New passenger car sales dropped by 8.3% y/y (wda) in July, down to 21,816 units, according to figures of the SDA, the car importers’ association. While there were was a slight increase in non-adjusted terms (up 0.8% y/y), the number of working days was two more this year than in 2018. In January-July, passenger car sales fell by 9.1% y/y, reflecting much worse performance earlier this year. There is a strong base effect in play and there will be an even stronger one in August, as sales in July and August 2018 strengthened, in anticipation of the new environmental testing standards that kicked off in September 2018. Respectively, it will lead to strong growth rates from September onward, as sales in H2 2018 fell visibly after the new standards were introduced, as car makers needed some time to adapt.

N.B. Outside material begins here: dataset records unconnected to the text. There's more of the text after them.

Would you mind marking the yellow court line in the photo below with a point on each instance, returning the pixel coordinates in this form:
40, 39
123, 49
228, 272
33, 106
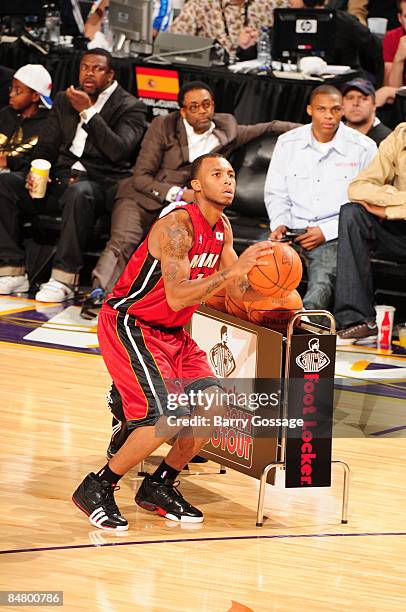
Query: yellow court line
371, 381
49, 349
13, 311
17, 299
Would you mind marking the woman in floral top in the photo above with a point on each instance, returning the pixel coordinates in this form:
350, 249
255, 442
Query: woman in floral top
235, 24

Skoda traditionally outperformed the market, as it saw a jump of 15.1% y/y in July sales, even though it saw a 2.6% y/y decline in January-July. Still, Skoda remains the undisputed market leader, accounting for 34% of the new car market in January-July. Speaking of new cars, used car sales performed better yet again, rising by 2.6% y/y (wda) in July and falling by only 0.5% y/y in January-July. With an uncertain economy outlook, it is not surprising that sales move towards used cars, which represent a visibly lower investment.
There was a slight rearrangement in sales by type of fuel, as diesel cars performed better than petrol ones for the first time in years, seeing a 6.6% y/y drop in July, compared to 9.1% y/y for petrol ones. Petrol car sales are still in the lead, as they had a 70.2% market share in January-July, higher by 4.2pps y/y, while diesel cars reported a market share at 27.2%, lower by 3.9pps y/y. Yet, there are also some base effects in play, as there was a big adjustment last year due to the new testing standards.
Total vehicle sales fell by 3.1% y/y in July, down to 51,930 units, out of which new vehicle sales fell by 7.1% y/y, while used vehicle sales saw an increase of 3.3% y/y. In January-July, total vehicles fell by 2.7% y/y, with new vehicle sales falling by 4.4% y/y. The overall impression from the market is that demand will be falling further, though a low base will boost growth in later months. Even with that in hand, the odds are that annual sales will decline this year, leaving 2018 as the record high.